À donner l'envie de voter!

Satire, Man of the Year? Je me suis longuement posé la question. Certes, l'histoire folle d'un animateur de talk-show de fin de soirée qui, sur un coup de tête, se présente comme candidat indépendant à l'élection présidentielle américaine a quelque chose de forcé et de provocant. Que ledit animateur remporte cette élection sur un coup du sort, on verse dans le guignol.

Il y a vingt ans, cette variation sur le thème de The Candidate (de Michael Ritchie, avec Redford en coquille vide) aurait été qualifiée de satire, en raison de l'improbabilité de sa proposition. Aujourd'hui toutefois, force est d'admettre que c'est une comédie réaliste, ou du moins réalisable, que Barry Levinson (Wag the Dog) nous propose. Une comédie intelligente et mordante, au demeurant, dont les imperfections formelles traduisent un sentiment d'urgence démocratique et un état d'hébétude «bushienne» en parfait accord avec le sujet.

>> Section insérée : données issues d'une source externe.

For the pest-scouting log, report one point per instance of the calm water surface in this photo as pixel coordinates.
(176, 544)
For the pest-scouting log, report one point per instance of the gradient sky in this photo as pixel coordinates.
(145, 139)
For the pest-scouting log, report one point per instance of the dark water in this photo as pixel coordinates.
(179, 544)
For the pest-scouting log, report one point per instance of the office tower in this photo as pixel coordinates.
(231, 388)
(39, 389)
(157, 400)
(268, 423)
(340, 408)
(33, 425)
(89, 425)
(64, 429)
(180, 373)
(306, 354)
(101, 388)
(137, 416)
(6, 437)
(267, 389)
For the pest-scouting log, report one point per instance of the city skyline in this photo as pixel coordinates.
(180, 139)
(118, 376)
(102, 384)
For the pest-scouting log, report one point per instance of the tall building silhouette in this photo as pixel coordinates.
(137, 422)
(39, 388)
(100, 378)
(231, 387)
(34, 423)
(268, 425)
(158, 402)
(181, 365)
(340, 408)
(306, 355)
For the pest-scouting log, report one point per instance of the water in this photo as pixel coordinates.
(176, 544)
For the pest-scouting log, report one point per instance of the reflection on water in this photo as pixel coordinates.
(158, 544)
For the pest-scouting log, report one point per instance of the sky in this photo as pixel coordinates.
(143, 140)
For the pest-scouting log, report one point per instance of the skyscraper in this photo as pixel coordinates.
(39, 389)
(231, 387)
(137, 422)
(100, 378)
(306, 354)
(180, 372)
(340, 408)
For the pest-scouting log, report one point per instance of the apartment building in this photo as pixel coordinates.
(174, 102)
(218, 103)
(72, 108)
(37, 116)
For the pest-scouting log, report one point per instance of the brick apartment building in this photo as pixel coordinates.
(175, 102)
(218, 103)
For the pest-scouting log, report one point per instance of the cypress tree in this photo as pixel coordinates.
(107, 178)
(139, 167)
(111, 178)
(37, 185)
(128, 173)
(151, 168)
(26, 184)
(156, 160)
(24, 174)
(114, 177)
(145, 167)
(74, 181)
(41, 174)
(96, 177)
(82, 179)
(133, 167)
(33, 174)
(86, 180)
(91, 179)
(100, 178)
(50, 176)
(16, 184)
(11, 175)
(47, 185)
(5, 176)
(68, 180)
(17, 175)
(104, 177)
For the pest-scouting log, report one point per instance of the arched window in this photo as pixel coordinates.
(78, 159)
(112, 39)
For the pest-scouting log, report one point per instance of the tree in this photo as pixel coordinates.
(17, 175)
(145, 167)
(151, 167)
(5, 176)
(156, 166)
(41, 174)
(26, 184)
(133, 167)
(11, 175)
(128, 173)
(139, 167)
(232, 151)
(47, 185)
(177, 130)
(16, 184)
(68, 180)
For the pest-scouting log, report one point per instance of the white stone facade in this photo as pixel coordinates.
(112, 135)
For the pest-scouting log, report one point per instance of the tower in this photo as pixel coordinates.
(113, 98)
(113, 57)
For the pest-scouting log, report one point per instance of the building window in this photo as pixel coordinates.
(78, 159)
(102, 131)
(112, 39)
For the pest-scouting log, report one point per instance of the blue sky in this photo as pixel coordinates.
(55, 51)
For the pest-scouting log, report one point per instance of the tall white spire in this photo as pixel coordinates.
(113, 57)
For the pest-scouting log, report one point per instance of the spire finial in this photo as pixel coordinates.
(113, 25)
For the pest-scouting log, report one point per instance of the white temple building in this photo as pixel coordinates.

S'il aborde sans détour la question de la liberté d'expression, si brûlante dans ces États-Unis aux salles de nouvelles anesthésiées par le Patriot Act, l'oscarisé réalisateur de Rain Man espère surtout, par ce ludique exercice de rhétorique, donner à ses concitoyens l'envie de voter. «Avez-vous voté pour moi?», demande Tom Dobbs (Robin Williams), nouveau président des États-Unis, à une informaticienne de haut rang (Laura Linney) venue l'informer des ratés du nouveau système de votation électronique qui l'a porté au pouvoir: «Non, je ne vote jamais», lui répond-elle. De toute évidence, Levinson, qui est également l'auteur du scénario, veut faire comprendre aux spectateurs que l'absentéisme électoral touche toutes les sphères de la société américaine, et que la pratique de la liberté d'expression, si chère en théorie, doit fleurir dans l'isoloir.

Dans la continuité spirituelle de Good Night, and Good Luck, mais dans la continuité formelle de Wag the Dog (qu'il avait coécrit avec David Mamet), Levinson tisse avec finesse une toile dans laquelle apparaissent la réalité nationale des États-Unis et la complexité des personnages à travers lesquels celle-ci nous est révélée. De fait, trois figures clés de l'intrigue — au-delà desquelles les personnages secondaires, esquissés, servent uniquement à actionner les leviers de la machine dramatique — portent le fardeau de ce message avec une délicieuse légèreté.

Christopher Walken, cynique producteur de télévision devenu gérant de la campagne électorale de son animateur, démontre sans que ça soit dit combien la frontière entre l'information-spectacle et la politique-spectacle est mince. L'excellente Laura Linney a la tâche plus difficile d'incarner la droiture et le sens moral; en d'autres mots, de nager à contre-courant des événements, ce qu'elle fait avec un sens du devoir honorable. Robin Williams, qui avait livré une de ses meilleures interprétations en carrière dans Good Morning, Vietnam, de Levinson, communique à la fois l'intelligence de l'humoriste et l'humour d'un intellectuel. Sa déception en constatant que, pour être pris au sérieux par l'électorat, il doit mettre ses simagrées humoristiques à l'avant-plan, est particulièrement éclairante, tant sur la profondeur de son personnage que sur les exigences superficielles des masses à l'égard des politiciens. Inspiré des Jon Stewart et Bill Maher qui inondent les ondes en fin de soirée avec des vérités pas toujours bonnes à dire, son Tom Dobbs est incarné, crédible, profond sous le masque, triste sous le maquillage de clown. Sans blague: et si l'homme de l'année, c'était lui?